Mary Hannay Foott
Australian poet and editor, 1846–1918 From Wikipedia, the free encyclopedia
Australian poet and editor, 1846–1918 From Wikipedia, the free encyclopedia
Mary Hannay Foott (pen name, La Quenouille; 26 September 1846 – 12 October 1918), was a Scottish-born Australian poet and editor. She is well remembered for a bush-ballad poem,"Where the Pelican Builds".[1]
Mary Hannay Foott was born in Glasgow to a merchant, James Black, and his wife, née Grant. The family moved to Australia in 1853 and lived for some years at Mordialloc, near Melbourne, where Mary attended Miss Harper's school. She became one of the first students at Melbourne's National Gallery of Victoria Art School. She also studied painting under Louis Buvelot.
In 1874, Mary married Thomas Wade Foott, with whom she lived for three years in Bourke, New South Wales. In 1877, her husband took her up-country, to the Paroo River in South West Queensland. Her experiences there are described in one of her poems, "New Country", and her next seven years in that country had a great influence on her writings. Her husband died in 1884 through over-work and exposure during a drought of that year, when their losses of stock were so great that Mrs Foott was faced with selling her interest in the property and moving to Toowoomba, Queensland.

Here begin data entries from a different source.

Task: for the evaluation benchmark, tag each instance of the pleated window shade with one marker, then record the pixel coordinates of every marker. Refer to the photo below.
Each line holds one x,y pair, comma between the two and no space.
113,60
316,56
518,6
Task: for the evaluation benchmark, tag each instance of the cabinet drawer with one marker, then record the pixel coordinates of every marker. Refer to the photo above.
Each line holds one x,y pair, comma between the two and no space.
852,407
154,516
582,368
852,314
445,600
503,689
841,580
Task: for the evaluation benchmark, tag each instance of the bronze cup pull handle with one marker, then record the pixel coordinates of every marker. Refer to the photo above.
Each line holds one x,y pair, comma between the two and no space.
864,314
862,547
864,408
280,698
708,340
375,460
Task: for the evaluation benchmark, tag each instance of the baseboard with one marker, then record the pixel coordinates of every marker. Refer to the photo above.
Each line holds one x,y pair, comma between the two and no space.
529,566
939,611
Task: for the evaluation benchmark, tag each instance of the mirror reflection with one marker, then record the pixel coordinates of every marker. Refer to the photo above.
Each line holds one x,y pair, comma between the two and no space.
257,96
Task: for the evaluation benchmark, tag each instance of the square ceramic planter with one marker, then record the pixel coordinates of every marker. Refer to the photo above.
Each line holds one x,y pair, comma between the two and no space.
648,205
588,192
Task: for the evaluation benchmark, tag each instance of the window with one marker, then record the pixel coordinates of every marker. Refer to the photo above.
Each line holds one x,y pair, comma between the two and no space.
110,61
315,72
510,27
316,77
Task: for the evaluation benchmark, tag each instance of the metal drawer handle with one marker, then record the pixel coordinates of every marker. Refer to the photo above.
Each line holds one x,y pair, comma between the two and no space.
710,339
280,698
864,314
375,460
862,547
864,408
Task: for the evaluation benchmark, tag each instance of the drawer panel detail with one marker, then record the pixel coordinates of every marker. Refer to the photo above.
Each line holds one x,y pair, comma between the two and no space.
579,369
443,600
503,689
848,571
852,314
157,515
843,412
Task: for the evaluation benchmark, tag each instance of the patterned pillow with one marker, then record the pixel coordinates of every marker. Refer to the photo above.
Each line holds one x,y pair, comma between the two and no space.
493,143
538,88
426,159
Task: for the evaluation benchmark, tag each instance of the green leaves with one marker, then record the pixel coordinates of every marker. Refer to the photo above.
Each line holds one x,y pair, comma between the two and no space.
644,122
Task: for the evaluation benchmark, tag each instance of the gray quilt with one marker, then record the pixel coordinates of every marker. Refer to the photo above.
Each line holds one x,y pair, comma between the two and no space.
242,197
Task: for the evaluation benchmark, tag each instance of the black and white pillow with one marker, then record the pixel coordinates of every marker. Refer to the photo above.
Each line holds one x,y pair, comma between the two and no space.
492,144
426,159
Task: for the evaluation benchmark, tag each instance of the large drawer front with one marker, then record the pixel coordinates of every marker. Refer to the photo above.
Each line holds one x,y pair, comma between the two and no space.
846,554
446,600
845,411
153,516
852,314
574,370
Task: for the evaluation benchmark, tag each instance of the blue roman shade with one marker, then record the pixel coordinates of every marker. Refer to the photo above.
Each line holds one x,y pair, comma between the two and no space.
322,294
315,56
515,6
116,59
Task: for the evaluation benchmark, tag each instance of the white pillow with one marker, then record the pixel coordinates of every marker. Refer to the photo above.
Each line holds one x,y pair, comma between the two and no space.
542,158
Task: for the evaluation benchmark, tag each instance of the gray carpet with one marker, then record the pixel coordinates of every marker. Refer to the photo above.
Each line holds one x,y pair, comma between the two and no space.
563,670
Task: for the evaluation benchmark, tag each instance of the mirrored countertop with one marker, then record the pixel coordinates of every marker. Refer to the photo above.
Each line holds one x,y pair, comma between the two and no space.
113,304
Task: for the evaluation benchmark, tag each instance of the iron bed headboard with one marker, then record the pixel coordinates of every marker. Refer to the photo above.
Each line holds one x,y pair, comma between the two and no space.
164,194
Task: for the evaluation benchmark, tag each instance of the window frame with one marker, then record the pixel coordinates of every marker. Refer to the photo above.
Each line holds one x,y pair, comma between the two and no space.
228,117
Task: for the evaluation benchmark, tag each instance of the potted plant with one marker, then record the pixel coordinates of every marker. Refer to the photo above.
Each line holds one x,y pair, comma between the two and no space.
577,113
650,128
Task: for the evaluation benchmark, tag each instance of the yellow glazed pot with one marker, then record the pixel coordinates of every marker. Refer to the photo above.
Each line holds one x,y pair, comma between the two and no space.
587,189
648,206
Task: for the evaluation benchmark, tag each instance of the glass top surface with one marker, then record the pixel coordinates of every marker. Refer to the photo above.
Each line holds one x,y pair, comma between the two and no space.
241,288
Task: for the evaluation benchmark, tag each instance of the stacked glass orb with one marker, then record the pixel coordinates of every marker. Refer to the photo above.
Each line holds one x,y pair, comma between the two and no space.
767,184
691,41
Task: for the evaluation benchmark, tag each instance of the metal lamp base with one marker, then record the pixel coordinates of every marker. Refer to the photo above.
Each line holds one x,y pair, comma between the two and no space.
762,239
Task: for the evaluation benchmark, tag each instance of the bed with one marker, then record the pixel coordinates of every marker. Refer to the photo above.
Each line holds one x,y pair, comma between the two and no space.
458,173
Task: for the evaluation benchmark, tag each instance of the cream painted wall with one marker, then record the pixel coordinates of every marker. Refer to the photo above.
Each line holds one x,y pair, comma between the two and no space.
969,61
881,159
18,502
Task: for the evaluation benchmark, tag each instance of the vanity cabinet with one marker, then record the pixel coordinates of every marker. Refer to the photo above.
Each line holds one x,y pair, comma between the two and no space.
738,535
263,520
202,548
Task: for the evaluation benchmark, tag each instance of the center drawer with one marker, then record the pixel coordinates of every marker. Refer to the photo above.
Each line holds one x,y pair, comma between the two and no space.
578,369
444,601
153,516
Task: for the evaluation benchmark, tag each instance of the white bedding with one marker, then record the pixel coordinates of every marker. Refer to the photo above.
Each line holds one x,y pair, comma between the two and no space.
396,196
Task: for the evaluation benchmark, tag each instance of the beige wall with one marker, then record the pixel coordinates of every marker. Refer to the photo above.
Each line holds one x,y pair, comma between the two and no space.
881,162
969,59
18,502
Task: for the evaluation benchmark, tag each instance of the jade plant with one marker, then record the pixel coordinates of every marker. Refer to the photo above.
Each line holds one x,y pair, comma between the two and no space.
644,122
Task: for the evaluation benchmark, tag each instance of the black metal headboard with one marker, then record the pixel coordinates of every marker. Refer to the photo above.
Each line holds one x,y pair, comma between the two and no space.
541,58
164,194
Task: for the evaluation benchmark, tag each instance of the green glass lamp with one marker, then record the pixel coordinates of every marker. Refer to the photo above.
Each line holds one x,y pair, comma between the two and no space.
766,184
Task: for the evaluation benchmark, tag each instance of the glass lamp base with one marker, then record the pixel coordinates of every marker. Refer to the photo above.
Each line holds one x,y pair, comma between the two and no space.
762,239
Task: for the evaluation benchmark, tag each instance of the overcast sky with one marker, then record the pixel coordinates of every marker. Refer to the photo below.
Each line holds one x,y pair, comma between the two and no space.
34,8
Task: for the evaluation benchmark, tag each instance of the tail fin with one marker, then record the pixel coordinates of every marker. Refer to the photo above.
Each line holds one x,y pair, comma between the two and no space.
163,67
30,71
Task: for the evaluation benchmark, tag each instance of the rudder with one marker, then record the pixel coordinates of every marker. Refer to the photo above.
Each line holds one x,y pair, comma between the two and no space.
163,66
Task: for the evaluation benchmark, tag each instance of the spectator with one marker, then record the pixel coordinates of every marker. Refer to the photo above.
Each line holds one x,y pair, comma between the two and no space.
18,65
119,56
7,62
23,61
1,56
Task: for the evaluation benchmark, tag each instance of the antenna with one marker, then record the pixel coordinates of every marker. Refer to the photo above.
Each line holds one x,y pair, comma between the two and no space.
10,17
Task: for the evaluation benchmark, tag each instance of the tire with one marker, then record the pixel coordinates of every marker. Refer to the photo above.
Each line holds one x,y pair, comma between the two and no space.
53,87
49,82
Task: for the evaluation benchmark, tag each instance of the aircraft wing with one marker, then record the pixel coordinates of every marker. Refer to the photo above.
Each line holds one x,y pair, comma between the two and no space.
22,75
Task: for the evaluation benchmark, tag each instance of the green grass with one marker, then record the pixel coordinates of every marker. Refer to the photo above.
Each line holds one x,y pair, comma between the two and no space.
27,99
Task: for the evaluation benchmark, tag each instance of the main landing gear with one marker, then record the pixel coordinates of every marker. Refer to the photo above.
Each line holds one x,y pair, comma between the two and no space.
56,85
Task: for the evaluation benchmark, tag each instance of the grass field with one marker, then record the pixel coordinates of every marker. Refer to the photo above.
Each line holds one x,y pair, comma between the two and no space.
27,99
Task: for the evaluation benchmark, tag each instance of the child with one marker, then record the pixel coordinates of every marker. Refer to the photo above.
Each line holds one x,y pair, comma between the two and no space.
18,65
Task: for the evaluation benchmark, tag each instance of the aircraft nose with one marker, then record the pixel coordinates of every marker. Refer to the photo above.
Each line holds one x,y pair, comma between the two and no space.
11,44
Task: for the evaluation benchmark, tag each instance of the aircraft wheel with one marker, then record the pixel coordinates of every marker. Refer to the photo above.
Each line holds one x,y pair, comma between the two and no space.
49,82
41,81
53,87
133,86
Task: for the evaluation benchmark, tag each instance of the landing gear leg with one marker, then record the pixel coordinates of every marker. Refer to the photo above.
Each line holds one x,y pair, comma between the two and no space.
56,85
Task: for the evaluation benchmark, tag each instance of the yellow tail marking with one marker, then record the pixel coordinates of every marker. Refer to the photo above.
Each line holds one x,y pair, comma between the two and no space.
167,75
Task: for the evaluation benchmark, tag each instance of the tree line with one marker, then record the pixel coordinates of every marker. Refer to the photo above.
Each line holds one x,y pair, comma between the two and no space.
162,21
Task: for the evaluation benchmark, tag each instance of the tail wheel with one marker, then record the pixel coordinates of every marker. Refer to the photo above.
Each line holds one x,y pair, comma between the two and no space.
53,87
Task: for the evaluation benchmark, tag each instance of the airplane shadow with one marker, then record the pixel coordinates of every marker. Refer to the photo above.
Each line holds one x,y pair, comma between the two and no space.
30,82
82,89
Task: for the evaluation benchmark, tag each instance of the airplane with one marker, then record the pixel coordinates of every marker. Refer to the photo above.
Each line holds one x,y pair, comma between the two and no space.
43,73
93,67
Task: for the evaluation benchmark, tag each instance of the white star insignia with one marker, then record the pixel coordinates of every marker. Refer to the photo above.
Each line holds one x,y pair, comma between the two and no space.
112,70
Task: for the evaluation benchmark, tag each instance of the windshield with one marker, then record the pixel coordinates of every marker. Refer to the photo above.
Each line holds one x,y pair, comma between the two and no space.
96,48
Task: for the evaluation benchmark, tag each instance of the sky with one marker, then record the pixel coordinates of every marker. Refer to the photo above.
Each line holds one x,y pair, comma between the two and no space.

In July 1885, Foott went to Rocklea, near Brisbane, where she opened a private school, which supported her family. In the same year she published a first volume, Where the Pelican Builds and Other Poems, and began to do journalistic work for The Queenslander and the Brisbane Courier. In 1887, she joined the staff of The Queenslander, where she wrote under the pseudonym "La Quenouille", but several stories also appeared in her own name. These have never been collected. Morna Lee and Other Poems, largely a reprint of her first volume, was published in 1890. Foott continued her literary work for many years at Brisbane, and from 1907 at Bundaberg, Queensland, where she died in October 1918.
Foott's published verse was small in quantity but usually of good quality. One of her several bush ballads, entitled "Where the Pelican Builds", appears in most Australian anthologies.[2]
Foott's younger son, Arthur Patrick Foott, was a journalist, who enlisted in the 1st Australian Pioneer Battalion in 1916. A private, he was killed in action at Passchendaele in September 1917.[3] She was survived by her other son, Brigadier-General Cecil Henry Foott, CB, CMG, who was born on 16 January 1876, educated as an engineer, and served with distinction in the Great War, being mentioned six times in dispatches. He commanded the 4th Division A.M.F. in 1929–1931, and died on 27 June 1942.
Foott Street in the Canberra suburb of Garran is named in Mary Hannay Foott's honour.[4]